FD-SOI had another shot in the arm this week, when the Silicon Impulse collaborators were revealed at DAC. The partners include STMicroelectronics, CEA-Leti (coordinator), CEA-List, CMP, Mentor Graphics Corp., Cortus, Dolphin Integration and Presto Engineering. Those in the Silicon Impulse network will provide IC design services, IP cores, emulator and test services, along with multi-project wafer (MPW) shuttles.

Where are the customers?

The last challenge facing FD-SOI promoters is an absence of big name customers. When asked about FD-SOI-based designs, Synapse Design, however, said that the design service company has been "involved in four tape-outs so far and are working on three more now, so we'll be at seven tape-outs [based on FD-SOI] by the end of this year."

Satish Bagalkotkar, Synapse president and CEO, was quoted saying, "We are engaged in negotiations with several Asian clients representing multiple market segments and are helping large U.S. companies migrate next generation products to FD-SOI."

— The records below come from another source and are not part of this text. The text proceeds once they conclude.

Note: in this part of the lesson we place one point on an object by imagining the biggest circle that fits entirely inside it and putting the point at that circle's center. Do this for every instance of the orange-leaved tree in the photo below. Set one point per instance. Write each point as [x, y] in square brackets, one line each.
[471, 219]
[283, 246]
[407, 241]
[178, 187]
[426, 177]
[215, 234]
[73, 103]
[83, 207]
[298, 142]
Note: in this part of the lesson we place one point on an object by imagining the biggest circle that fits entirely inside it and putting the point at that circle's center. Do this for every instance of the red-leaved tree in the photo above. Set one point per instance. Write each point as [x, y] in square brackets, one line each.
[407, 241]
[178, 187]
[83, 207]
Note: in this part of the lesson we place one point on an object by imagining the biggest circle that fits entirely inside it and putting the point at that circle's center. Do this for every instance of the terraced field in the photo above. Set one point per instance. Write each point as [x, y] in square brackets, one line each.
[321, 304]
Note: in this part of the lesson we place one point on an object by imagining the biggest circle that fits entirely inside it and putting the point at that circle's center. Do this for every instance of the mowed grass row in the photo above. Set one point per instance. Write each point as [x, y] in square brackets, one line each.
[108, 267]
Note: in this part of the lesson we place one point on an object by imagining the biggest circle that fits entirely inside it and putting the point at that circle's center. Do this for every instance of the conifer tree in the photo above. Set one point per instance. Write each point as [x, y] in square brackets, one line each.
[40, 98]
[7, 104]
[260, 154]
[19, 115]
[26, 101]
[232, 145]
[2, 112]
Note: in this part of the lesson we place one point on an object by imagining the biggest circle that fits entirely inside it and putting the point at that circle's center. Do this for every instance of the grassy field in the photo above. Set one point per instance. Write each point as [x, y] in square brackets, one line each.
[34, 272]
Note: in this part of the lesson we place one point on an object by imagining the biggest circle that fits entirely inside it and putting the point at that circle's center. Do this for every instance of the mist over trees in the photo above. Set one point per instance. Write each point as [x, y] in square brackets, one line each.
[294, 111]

At this point, however, Synapse Design is silent on the names of its customers.

Finally, there is the foundry question. Who's equipped to manufacture chips on FD-SOI? To that end, both GlobalFoundries (a few years ago) and Samsung (last year) made FD-SOI foundry announcements. In addition, STMicroelectronics has had a site in Crolles near Grenoble manufacturing FD-SOI chips for several years.

But that doesn't really put an end to the questions. Frustration among FD-SOI proponents has continued, because neither GlobalFoundries nor Samsung has said anything much since.

That may be changing. Some in the industry, including Dai, suggest that the expected longevity of the 28nm node could provide an opportunity for multiple manufacturing processes and differentiation. Samsung, for example, has agreed to act as a volume foundry for FD-SOI designs. For the first time, it is actively courting FD-SOI customers, as it had in a series of presentations at DAC in San Francisco.